Sweeping changes to Indonesia’s oil regulatory framework are likely to massively impact Southeast Asian tanker trades. Jakarta has moved today to make all contractors working on Indonesian blocks to not export the oil, but to send it to the domestic market. The move comes as a quickfire method designed to halt the sliding of the local currency, the rupiah, which has been in freefall in recent weeks.
IGN Wiratmaja, the director general for oil and gas at the Energy and Mineral Resources Ministry, said his office was now assessing the possibility of revising the current production sharing contract (PSC), particularly regarding sales destinations.
“We are still assessing the impacts of the changes, including on the current contracts. The volume [of oil sold overseas] is quite significant and we are expecting a strengthening of the rupiah [if it is sold domestically],” Wiratmaja said.

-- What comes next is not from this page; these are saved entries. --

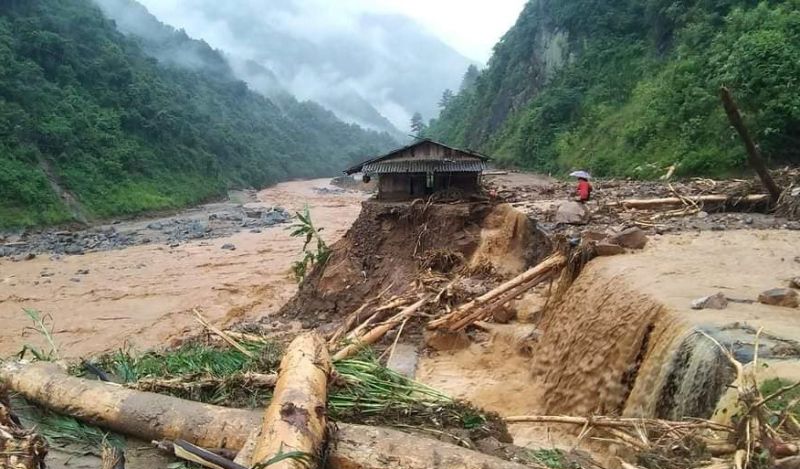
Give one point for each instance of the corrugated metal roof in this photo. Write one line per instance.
(363, 166)
(410, 166)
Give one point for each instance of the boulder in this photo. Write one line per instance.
(443, 341)
(718, 301)
(608, 249)
(572, 213)
(632, 238)
(504, 315)
(275, 217)
(785, 297)
(73, 250)
(590, 235)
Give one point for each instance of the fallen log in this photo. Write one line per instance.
(296, 418)
(156, 417)
(351, 320)
(542, 271)
(675, 202)
(112, 457)
(618, 422)
(378, 332)
(378, 315)
(19, 448)
(486, 312)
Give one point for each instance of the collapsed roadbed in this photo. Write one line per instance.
(615, 337)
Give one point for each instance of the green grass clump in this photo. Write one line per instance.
(780, 403)
(65, 431)
(552, 458)
(192, 359)
(363, 390)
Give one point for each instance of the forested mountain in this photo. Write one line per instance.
(370, 67)
(91, 125)
(630, 87)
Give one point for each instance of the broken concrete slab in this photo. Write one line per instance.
(785, 297)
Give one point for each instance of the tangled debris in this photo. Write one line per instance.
(19, 448)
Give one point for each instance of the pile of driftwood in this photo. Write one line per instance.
(293, 432)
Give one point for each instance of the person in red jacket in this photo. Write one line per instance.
(584, 190)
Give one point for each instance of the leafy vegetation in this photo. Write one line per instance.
(633, 88)
(86, 114)
(788, 402)
(305, 228)
(364, 391)
(552, 458)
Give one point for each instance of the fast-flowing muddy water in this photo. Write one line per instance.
(143, 296)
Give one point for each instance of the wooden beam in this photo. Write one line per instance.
(753, 155)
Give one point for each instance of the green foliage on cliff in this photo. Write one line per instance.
(630, 87)
(85, 112)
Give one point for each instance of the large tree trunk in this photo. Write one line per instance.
(470, 312)
(753, 155)
(151, 416)
(378, 332)
(296, 418)
(19, 448)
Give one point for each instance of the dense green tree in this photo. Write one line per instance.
(633, 88)
(470, 77)
(85, 111)
(417, 124)
(447, 98)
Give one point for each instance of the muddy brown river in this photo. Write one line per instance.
(143, 296)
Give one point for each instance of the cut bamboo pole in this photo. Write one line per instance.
(379, 315)
(378, 332)
(617, 422)
(296, 418)
(113, 458)
(348, 324)
(151, 416)
(674, 202)
(552, 264)
(486, 311)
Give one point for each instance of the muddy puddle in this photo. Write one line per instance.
(622, 341)
(143, 296)
(625, 341)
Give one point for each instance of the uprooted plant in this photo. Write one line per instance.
(305, 228)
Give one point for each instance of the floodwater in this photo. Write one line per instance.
(143, 296)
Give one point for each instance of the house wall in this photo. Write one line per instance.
(412, 185)
(431, 151)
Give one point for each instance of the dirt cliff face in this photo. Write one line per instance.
(390, 244)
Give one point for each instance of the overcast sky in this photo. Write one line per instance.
(470, 26)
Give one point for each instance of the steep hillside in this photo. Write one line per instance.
(366, 66)
(91, 126)
(630, 87)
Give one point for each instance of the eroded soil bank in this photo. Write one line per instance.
(625, 341)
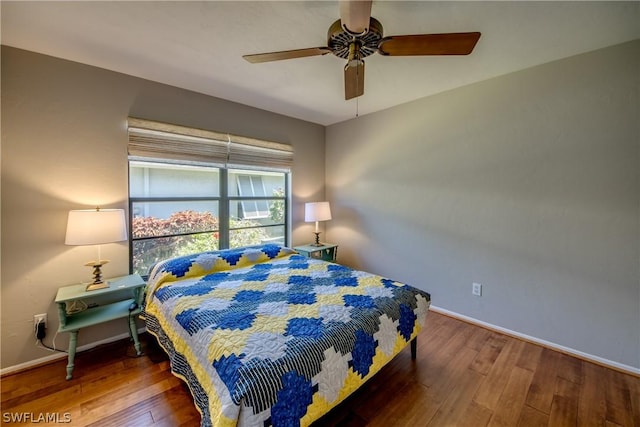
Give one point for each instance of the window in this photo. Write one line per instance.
(180, 206)
(251, 185)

Approximately 111m barrels out of the 290m barrels of oil and condensate produced in Indonesia last year was shipped overseas.
Another law change that will make energy transactions in Indonesia far more tricky is that all transactions within Indonesia now have to be made with the rupiah, an attempt by the government to try to control the rupiah. Penalties for those that fail to comply with this new currency ruling include stiff fines or even a one-year jail sentence.
International businesses operating in Indonesia are not happy with this ruling given the volatility of the rupiah and the high interest rates for loaning the currency – 14% compared to 6.5% for the US dollar.
In the marine space, all tenders now have to be submitted with prices and rates in rupiah.